# taz.de -- Rassistische Broschüre gegen Flüchtlinge: Hans Mutig aus Musterdorf
       
       > In ihrem Leitfaden erklärt die rechte Partei „Der III. Weg“, wie Anwohner
       > verhindern, dass Flüchtlinge in ihre Nachbarschaft ziehen.
       
 (IMG) Bild: In Musterdorf ist alles schön ruhig
       
       In Musterdorf ist es schön. Am Ortsrand wogt der Ähren güldene Frisur.
       Durch braune Krume tollt tugendhaft der Mümmelmann. Auch eine leere
       Turnhalle gibt es. Geturnt wird dort schon lang nicht mehr. Zu Fuß ist hier
       nicht so das Ding. Aber der unorganisierte Motorsport ist schwer im Kommen.
       Ein ehemaliges Traktor-Kombinat vermietet seine Räume an Satanisten, die
       dort ihre Rituale einstudieren, bevor sie auf den Friedhof weiterziehen.

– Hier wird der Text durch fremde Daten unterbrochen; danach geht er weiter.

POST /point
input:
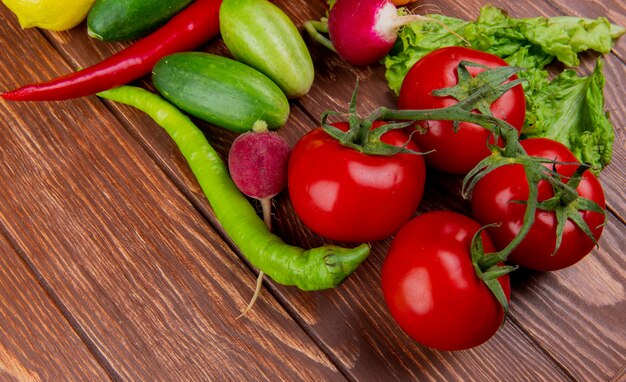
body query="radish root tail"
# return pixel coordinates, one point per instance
(266, 206)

       Der Friedhof liegt still. Über den Himmel streicht der Bussard. Der
       Deutsche Bussard. Alle sind froh.
       
       Doch dann kommen Fremde. Sie kommen von ganz weit her. Die meisten sind
       Menschenfresser oder haben einen Mitgliedsausweis bei al-Qaida. Sie
       schänden unser Vieh. Sie stehlen unsere Töchter und, schlimmer noch, die
       Arbeitsplätze. Die Westzecken von der Kreis-CDU öffnen für sie die alte
       Turnhalle. Daneben soll das Kombinat zu einem festen Wohnheim umgebaut
       werden. Das ist das Ende von Musterdorf!
       
       Fast schon möchte man sich entleiben und zu Odin gehen. Doch zum Glück gibt
       es ja jetzt diesen „Leitfaden“ der Partei Der III. Weg, einer Bande noch
       rechts der NPD, nach Ketten, Blut und Verwesung stinkend. Und nach Feuer:
       „Kein Asylantenheim in meiner Nachbarschaft!“ Untertitel: „Wie be-, bzw.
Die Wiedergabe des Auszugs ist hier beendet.